“Gait” refers to a pattern of locomotion achieved through the movement of limbs. Researchers have discovered that gait patterns differ among people, so much so they can be used for biometric authentication. University of Pretoria and City University of Hong Kong researchers have developed a continuous smartphone user authentication system based on gait analysis.
Currently, biometric gait authentication tools fall into three major categories:
- Machine Vision: Gait recognition based on machine vision harnesses cameras to gather data, and leaves the analysis to image processing.
- Floor Sensor: Floor sensor-based systems center on a mat that measures the speed and force of someone’s step.
- Wearable Sensor: This gait analysis method uses a wearable device fitted with sensors (gyroscopes, force sensors, accelerometers, etc.) to capture all relevant data.
However, the new system utilizes a wearable sensor-based technique, and merges that with the hardware of smartphones, specifically the accelerometer. For that reason, no additional hardware is required, and thus, no extra cost is tacked on to upgrade existing mobile devices.

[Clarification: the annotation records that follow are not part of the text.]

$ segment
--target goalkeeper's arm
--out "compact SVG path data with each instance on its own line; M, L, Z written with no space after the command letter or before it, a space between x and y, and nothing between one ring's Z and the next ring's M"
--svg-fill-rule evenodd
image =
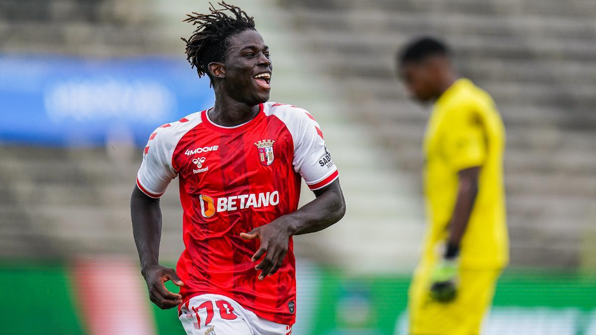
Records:
M443 259L438 263L432 275L430 293L439 301L448 302L455 297L460 243L465 232L478 193L480 171L480 168L476 166L462 170L458 173L460 182L455 207L449 225L449 240Z

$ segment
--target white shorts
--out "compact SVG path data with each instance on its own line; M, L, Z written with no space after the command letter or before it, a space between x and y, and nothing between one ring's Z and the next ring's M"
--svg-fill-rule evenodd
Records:
M188 308L187 308L188 306ZM290 335L291 325L259 318L235 300L219 294L191 298L180 309L188 335Z

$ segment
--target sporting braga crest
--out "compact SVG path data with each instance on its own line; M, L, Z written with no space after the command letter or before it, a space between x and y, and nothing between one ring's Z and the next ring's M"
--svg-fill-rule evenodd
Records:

“This paper presents the development of a smartphone user authentication system which takes advantage of the device’s pre-existing hardware,” the researchers wrote in their paper. “The authentication was based on a smartphone user’s gait pattern, which is a biometric feature.”
The method uses a sensor data acquisition unit, pre-processing unit, classification algorithm, and an evaluation system. The smartphone’s accelerometer constantly analyzes gait metrics, and after it is processed and analyzed, the user’s identity is confirmed. If it detects an abnormal gait change, the system sends a notification.
“If the authentication outcome is positive, the authentication process continues uninterrupted in the background,” the researchers say. “If the authentication fails, the device’s location information should be sent to a predetermined email address to notify the authorized user of the device’s whereabouts.”
In tests, the method earned a sensitivity score of 0.74 and a specificity of 0.78. Although promising, the researchers admit more development is needed until it’s ready for real-world use.
The team recently presented their paper at the 44th annual conference of the IEEE Industrial Electronics Society.